I really appreciate all the help, man. It's good stuff.
bitts

you sure the eheim 1250 isn't better? it's gonna have about 4-5' head (that sounds familiar, snicker).

it would be one of the 2 depending on the head, my thought was more to not overlook the smaller pump if it would work. with an mp 40 the return pump could be at a trickle and it wont matter.


and what do you mean about the glass? what's abs? you're saying I should get glass cut for the overflow, yes? anywhere do colored glass? i like the idea of a black overflow.

silicone bonds very well when its glass to glass, but acrylic will have a weak bond that will later leak.
if running acrylic put it over glass. glass for strenght & acrylic for looks (stick the acrylic overflow to the glass overflow. maybe see if they could bend a small bit forming a lip so it could hang over the glass. being removable to clean). could use black glass from glass shop. abs sheet would be like what they call starboard that is used in barebottom setups or cutting boards. google abs sheet.

yeah overflows look best when black.


and when you say location of the siphon break, what do you mean?

if the outlet of the return is below the water line. then when the pumps are powered down water will siphon back to the sump unless theres a siphon break (small hole) for air to stop it (break siphon).

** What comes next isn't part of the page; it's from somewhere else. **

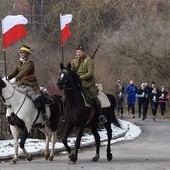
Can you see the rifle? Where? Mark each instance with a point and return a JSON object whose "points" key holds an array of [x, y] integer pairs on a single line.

I really appreciate all the help, man. It's good stuff.
no worrys this is the fun part, who cares about fish.
DHaut
where would I put a small hole for the siphon break? in the locline? the piping?
bitts
Inside the tank. The higher in the water colume the less back flow there will be. Just get it low enouhg to not cause bubbles. If the returns are through the back wall then it will most likely be at this point. Drill a small hole in the locline the screws into the bulkhead. There are other ways that can keep the waterline higher. Just depends on how much you like plumbing. My 29 has antisiphon towers that keep the siphon brake above the waterline, so there's no backflow.
DHaut
bah, meant to post this here:

QUOTE (DHaut @ Jun 26 2010, 02:05 PM) *
I'm thinking about doing what they do here:

http://www.youtube.com/watch?v=6Pv3u0Sa1tk...player_embedded

are those standpipes too tall? should I just make the main drain about half as tall as the tank itself? I'm planning to drill two 1 3/4" holes 2" from the back and left walls of the tank. if that's a go, let me know and I'll drill baby drill.

DHaut
o hai, i'm plumbing out the back. just changed where i'm putting the tank in the apt, lol.
DHaut
arrhhh...bitts, i'm going back and forth about drilling the bottom v. the back. what do you recommend?
DHaut
Also, I think I'm gonna order from McMasterCarr for some stuff (cheaper) and marine depot (i have a gift cert) and also glass-holes.com . Someone check this parts list (part numbers included) and let me know if I'm on the right track:



I'm also getting the Eheim 1250 (ouch budget): http://www.marinedepot.com/Eheim_Universal...IWPSBUF-vi.html

Alright is there anything I am missing?
DHaut
And some of the pieces are Schedule 80 PVC - could I drop to S. 40 and be ok?
bitts
Ok so from what I can see looks pretty good. the check valve has me worried, they fail at an alarming rate.



Every thing on that list except the locline, bulkheads, & strainers, Well the pump as well, Should be available from the box store (home depot, lowe's) in the plumbing isle. Oh wait they don't have gate valves.



I like my plumbing behind the tank, seems easier to setup. It pushes the tank out from the wall though.



Pertty sure all of my stuff is 40 so it should be fine.



That pump is well pricy, but you'll love it.